Over the past six months, cybersecurity attacks have increased around the globe, many of which have specifically impacted the health care industry. According to a 2017 Healthcare Breach Report released by data protection company Bitglass, 328 U.S. health care firms reported data breaches in 2016, up from 268.
This year, the following attacks occurred: (1) In February, Californian Hollywood Presbyterian Medical Center paid cyber attackers $17,000 in Bitcoins to regain control of its systems; (2) a month later, Alvaro Hospital Medical Center in San Diego was attacked but refused to pay; (3) additionally, Merck and Pennsylvania’s Heritage Valley Health System were attacked; and (4) in July, Caro Community Hospital Medical Clinic and Quick Care (both located in Caro, Michigan) were attacked.
This past May, international headlines were made when one of the largest “ransomware” attacks on records aptly named “WannaCry,” “WCry” or “Wanna Decryptor” was transmitted via email targeting vulnerabilities in computer systems. During this attack, cyber attackers took over computers, encrypted information, then demanded payment of $300 of Bitcoin per machine to unlock the devices.
The attack impacted 74 countries and a wide variety of industries. It affected some of the world’s largest institutions and government agencies, including the United Kingdom’s National Health Service, where 16 hospitals were hit. Since many of the European hospital systems are centralized, the result was crippling. For some reason, perhaps because the hospital systems in the United States are less centralized, U.S. hospitals were not significantly impacted by this attack.
These attacks impacted health systems in a variety of ways, resulting in the inability of hospitals to provide health care to the patients. Among other things, the attacks disabled the facilities and inhibited the ability for doctors to access medical records. Without access to medical records, hospitals could not access health insurance records to confirm coverage, and, more importantly, medical history could not be obtained, doctors could not prescribe new scripts or render services because they could not check for contraindications for adverse interactions or allergies. More minor complications resulted in the doctors’ inability to update records or communicate with other doctors.
There are problems that extend beyond the immediate impact. The hackers can use or sell the stolen information to falsely obtain medical procedures. Another potential harm is that individuals could potentially be blackmailed due to sensitive information contained in health records. Health care systems do not just contain medical records; they contain Social Security numbers, bank statements, financial history, driver’s licenses and information on spouses and guarantors. Unscrupulous third parties can also use this information to falsify prescriptions, sell the scripts on the black market, or obtain them for personal use.

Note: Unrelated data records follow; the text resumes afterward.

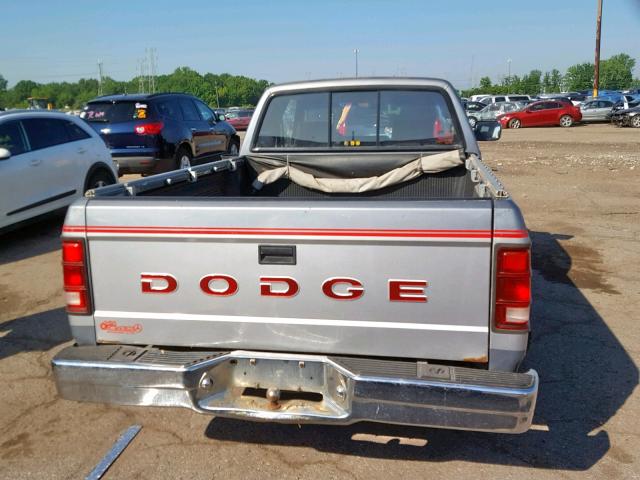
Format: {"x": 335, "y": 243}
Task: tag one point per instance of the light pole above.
{"x": 596, "y": 71}
{"x": 356, "y": 51}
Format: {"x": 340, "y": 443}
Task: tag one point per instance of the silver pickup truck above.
{"x": 356, "y": 262}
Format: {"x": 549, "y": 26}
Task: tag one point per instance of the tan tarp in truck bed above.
{"x": 272, "y": 169}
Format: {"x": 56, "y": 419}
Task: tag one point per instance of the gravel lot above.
{"x": 579, "y": 191}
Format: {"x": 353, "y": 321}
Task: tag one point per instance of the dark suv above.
{"x": 152, "y": 133}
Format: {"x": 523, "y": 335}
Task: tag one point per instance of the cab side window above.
{"x": 75, "y": 132}
{"x": 45, "y": 132}
{"x": 11, "y": 138}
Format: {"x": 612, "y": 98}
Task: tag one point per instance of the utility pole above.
{"x": 596, "y": 71}
{"x": 99, "y": 78}
{"x": 356, "y": 51}
{"x": 153, "y": 58}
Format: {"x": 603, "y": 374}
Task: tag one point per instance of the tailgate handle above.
{"x": 277, "y": 254}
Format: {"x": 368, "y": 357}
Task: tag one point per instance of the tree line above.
{"x": 616, "y": 73}
{"x": 227, "y": 90}
{"x": 222, "y": 90}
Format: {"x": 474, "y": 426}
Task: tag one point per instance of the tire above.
{"x": 566, "y": 121}
{"x": 234, "y": 147}
{"x": 99, "y": 178}
{"x": 183, "y": 158}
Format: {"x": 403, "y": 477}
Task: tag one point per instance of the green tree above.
{"x": 616, "y": 72}
{"x": 579, "y": 76}
{"x": 556, "y": 81}
{"x": 485, "y": 84}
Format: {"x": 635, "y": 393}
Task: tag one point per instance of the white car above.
{"x": 47, "y": 160}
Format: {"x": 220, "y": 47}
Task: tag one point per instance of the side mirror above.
{"x": 487, "y": 131}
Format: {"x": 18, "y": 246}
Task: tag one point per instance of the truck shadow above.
{"x": 37, "y": 332}
{"x": 586, "y": 376}
{"x": 31, "y": 240}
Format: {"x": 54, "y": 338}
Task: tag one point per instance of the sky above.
{"x": 282, "y": 40}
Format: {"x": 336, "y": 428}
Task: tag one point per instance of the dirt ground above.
{"x": 580, "y": 194}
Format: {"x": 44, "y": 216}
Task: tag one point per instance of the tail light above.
{"x": 74, "y": 269}
{"x": 152, "y": 128}
{"x": 513, "y": 289}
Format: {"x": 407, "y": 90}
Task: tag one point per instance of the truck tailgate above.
{"x": 345, "y": 285}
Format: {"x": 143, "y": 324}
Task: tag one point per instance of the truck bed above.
{"x": 455, "y": 183}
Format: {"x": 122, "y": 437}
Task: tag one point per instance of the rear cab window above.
{"x": 115, "y": 112}
{"x": 189, "y": 110}
{"x": 168, "y": 108}
{"x": 357, "y": 119}
{"x": 205, "y": 112}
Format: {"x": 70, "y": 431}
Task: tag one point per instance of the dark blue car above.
{"x": 152, "y": 133}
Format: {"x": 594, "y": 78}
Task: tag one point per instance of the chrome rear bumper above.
{"x": 295, "y": 388}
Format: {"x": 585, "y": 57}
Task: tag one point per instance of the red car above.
{"x": 542, "y": 114}
{"x": 239, "y": 119}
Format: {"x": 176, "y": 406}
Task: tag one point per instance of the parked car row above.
{"x": 152, "y": 133}
{"x": 47, "y": 160}
{"x": 552, "y": 110}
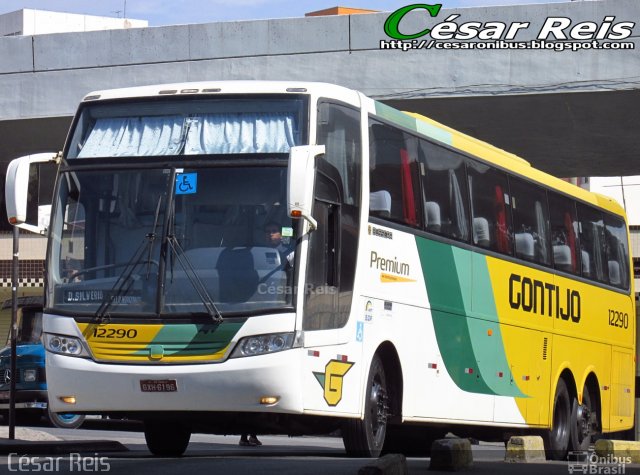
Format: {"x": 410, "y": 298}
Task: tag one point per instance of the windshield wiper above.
{"x": 126, "y": 280}
{"x": 170, "y": 240}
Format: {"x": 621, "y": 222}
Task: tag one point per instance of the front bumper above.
{"x": 25, "y": 399}
{"x": 235, "y": 385}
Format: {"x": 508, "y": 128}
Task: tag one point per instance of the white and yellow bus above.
{"x": 417, "y": 282}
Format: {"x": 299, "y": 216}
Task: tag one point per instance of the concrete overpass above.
{"x": 569, "y": 113}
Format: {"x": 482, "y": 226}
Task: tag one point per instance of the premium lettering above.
{"x": 388, "y": 265}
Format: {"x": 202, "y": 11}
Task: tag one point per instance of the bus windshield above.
{"x": 178, "y": 126}
{"x": 147, "y": 241}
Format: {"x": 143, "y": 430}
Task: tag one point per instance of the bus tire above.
{"x": 165, "y": 439}
{"x": 365, "y": 437}
{"x": 580, "y": 421}
{"x": 64, "y": 420}
{"x": 557, "y": 439}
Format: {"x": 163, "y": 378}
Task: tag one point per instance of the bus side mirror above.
{"x": 300, "y": 182}
{"x": 20, "y": 183}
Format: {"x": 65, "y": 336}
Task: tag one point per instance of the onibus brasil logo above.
{"x": 557, "y": 28}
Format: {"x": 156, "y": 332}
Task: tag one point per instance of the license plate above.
{"x": 158, "y": 385}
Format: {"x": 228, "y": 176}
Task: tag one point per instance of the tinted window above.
{"x": 530, "y": 221}
{"x": 339, "y": 132}
{"x": 395, "y": 189}
{"x": 445, "y": 192}
{"x": 490, "y": 203}
{"x": 617, "y": 249}
{"x": 592, "y": 243}
{"x": 564, "y": 234}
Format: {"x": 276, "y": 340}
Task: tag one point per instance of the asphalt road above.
{"x": 280, "y": 455}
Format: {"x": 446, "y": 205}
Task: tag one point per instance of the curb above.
{"x": 24, "y": 447}
{"x": 451, "y": 455}
{"x": 627, "y": 449}
{"x": 390, "y": 464}
{"x": 525, "y": 449}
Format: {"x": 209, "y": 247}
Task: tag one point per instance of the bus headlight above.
{"x": 64, "y": 345}
{"x": 263, "y": 344}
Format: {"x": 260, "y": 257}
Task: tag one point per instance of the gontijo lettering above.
{"x": 540, "y": 297}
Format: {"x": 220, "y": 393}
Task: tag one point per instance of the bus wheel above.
{"x": 581, "y": 416}
{"x": 365, "y": 438}
{"x": 557, "y": 439}
{"x": 64, "y": 420}
{"x": 166, "y": 440}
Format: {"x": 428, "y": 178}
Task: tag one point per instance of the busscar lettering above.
{"x": 543, "y": 298}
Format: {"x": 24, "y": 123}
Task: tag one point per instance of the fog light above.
{"x": 269, "y": 400}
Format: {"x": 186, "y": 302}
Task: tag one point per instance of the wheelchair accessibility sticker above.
{"x": 186, "y": 183}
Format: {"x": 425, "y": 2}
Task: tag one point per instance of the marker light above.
{"x": 269, "y": 400}
{"x": 29, "y": 375}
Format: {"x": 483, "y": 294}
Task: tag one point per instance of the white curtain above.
{"x": 134, "y": 137}
{"x": 196, "y": 135}
{"x": 240, "y": 133}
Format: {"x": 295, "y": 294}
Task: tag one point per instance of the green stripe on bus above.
{"x": 489, "y": 346}
{"x": 193, "y": 340}
{"x": 442, "y": 267}
{"x": 411, "y": 123}
{"x": 474, "y": 357}
{"x": 434, "y": 132}
{"x": 395, "y": 116}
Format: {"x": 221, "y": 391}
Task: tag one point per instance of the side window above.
{"x": 617, "y": 248}
{"x": 564, "y": 234}
{"x": 490, "y": 207}
{"x": 339, "y": 132}
{"x": 592, "y": 243}
{"x": 445, "y": 191}
{"x": 395, "y": 188}
{"x": 530, "y": 221}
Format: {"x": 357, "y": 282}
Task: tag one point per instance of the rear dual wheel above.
{"x": 556, "y": 440}
{"x": 572, "y": 423}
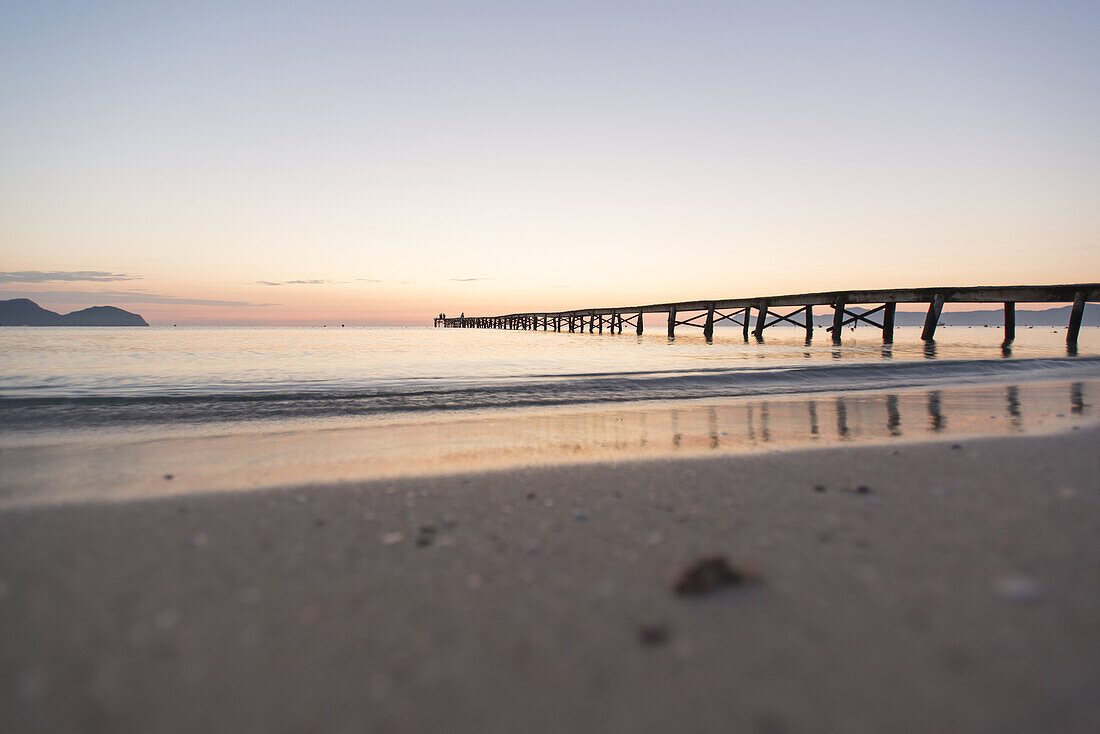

In the bankruptcy case 21st Oncology Holdings, pending in the Southern District of New York, 17-22770 (RDD), a class action was filed on behalf of over two million current and former patients of the debtor who had their personal information compromised while undergoing cancer treatment at the facility. The claims assert that the loss was due to the company’s failure to enforce sufficient security protocols and procedures and that the company did not discover the breach, but rather the FBI informed the company that the information was posted on the Dark Web. The validity of the claims is currently being litigated before the Bankruptcy Court, but the existence of these claims suggests they may have contributed to the bankruptcy filing.
The cost of these suits can be enormous: In the United States, HIPAA settlements totaled over $17 million from breaches of confidential information. In June, Anthem, the largest U.S. health insurance company, settled a multi-district lawsuit after the personal information of 78.8 million people was stolen during a 2015 cyberattack for $115 million.
The concomitant loss of public confidence and trust when these kinds of attacks occur often result in the loss of revenue from the public seeking alternative venues for treatment. Moreover, insurance companies may consider the failure to protect this data a basis to stop reimbursements. Loss of revenue may lead to loss of independent funding. Lenders to the facility may consider any or all of these to be a breach of an underlying loan covenant as a result of disruption of operations and loss of patient information. All of these events may stress an already financially stressed health care provider.
Health care systems have an obligation to take reasonable care to protect private customer information. Focusing on these issues is also part of the responsibility of the officers and directors of a facility. Yet the cybersecurity protections do not seem to be in place.
While health care providers are universally switching over to electronic data, the security of this information has not matched its growth. Financial services industries devote in excess of ten percent of their annual IT budgets to cybersecurity while the health care industry is less than 5 percent. Given that these facilities often have outdated IT systems and a wealth of confidential patient data, hospitals remain a particularly tempting target.
As health care budgets shrink, health care providers must focus on preparing and protecting against further attacks. While it may not be possible to replace all outdated equipment, some steps can be taken. One thing is clear, as these attacks continue to increase, the concomitant risk grows, leading a shaky industry to perhaps tip more into the insolvency zone.